If you aren’t using switch commands then only the RouterOS capabilities should matter. Chip limitations may be misleading so don’t confuse chip VLAN capabilities with general RouterOS VLAN capabilities.
My Raspberry PI is connected straight to the Mikrotik ether5 and I configured both eth0 and eth0.100 onto the rpi.
If I ping 10.0.0.1 while specifying eth0.100 as source interface it doesn’t work.
Don’t you think it’s because it doesn’t know that 10.1.0.1 should be contacted to reach 10.0.0.1 ?
Are you talking about CPU ? Not sure to understand what you mean.
I think maybe you mistyped the question but certainly if you force the traffic via an interface without indicating a gateway on its network you could expect an error.
Placing VLAN virtual interfaces on physical Ethernet interfaces is a core RouterOS feature. I think the problems regarding untagged and tagged traffic that you may have read about are probably related to some specific switch features thus Routerboard model dependent. As far as I can see you are not using any switch-based VLAN features at this time so you should be able to have both tagged traffic and untagged traffic on the port.
OpenWRT: The switch chipset (Atheros AR8316) however does not provide support for mixing tagged and untagged VLAN’s on the same port.
Jeroen1000: If you read around a bit, you will see that ROS cannot support tagged and untagged frames on the same interface (supposedly a hardware limitation). I practically wrote a book on it here on the forums before support said it could not be done.
May I don’t get what you say cause I tried everything and I couldn’t have both tagged and untagged frame “go” through a single port.
So I went for a management vlan.
Is there any reason in my situation to use switch_cpu, … ? I will try to read more about it but except to add vlan to frames missing it, or getting rid of it, secure, … I don’t see a reason.
But I saw there are speed reasons ?!
The first of those quotes clearly relates to VLAN capabilities on the 8316. I suspect that the second one does too though I couldn’t immediately see the context.

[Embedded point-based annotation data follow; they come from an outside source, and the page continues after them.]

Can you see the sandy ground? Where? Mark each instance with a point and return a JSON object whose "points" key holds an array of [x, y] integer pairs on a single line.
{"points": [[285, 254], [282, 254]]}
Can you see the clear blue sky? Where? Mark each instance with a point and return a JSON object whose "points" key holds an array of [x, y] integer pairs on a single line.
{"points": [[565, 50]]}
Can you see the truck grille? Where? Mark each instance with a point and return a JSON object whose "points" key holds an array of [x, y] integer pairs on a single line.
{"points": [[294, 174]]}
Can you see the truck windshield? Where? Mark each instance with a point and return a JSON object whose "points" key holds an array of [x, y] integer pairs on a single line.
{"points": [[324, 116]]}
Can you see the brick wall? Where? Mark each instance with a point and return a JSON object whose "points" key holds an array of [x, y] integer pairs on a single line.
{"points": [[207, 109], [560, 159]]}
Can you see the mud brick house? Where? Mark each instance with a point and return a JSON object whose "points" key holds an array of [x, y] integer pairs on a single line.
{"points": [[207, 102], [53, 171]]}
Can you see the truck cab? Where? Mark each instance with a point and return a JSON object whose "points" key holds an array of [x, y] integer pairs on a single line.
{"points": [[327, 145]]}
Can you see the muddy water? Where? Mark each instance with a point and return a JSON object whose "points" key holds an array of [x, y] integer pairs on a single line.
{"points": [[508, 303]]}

I opened a session to a RouterBoard with the 8316 a couple of minutes ago and observed:
Traffic on 6 VLANs (tagged frames)
Switch STP traffic as untagged frames
above on the same ether port and that port is an 8316 port.
Try using Torch on an interface to see what isgoing on in the traffic.
But I’m wondering anyway if I should keep going this way.
Only reason why I want to have both tagged and untagged frames go through is to have my switches and access point get an address on same range as router itself.
I went for a management vlan and both of my switch are getting IP on this vlan now and it works as expected.
I’m able to reach the switch web interface and that’s great.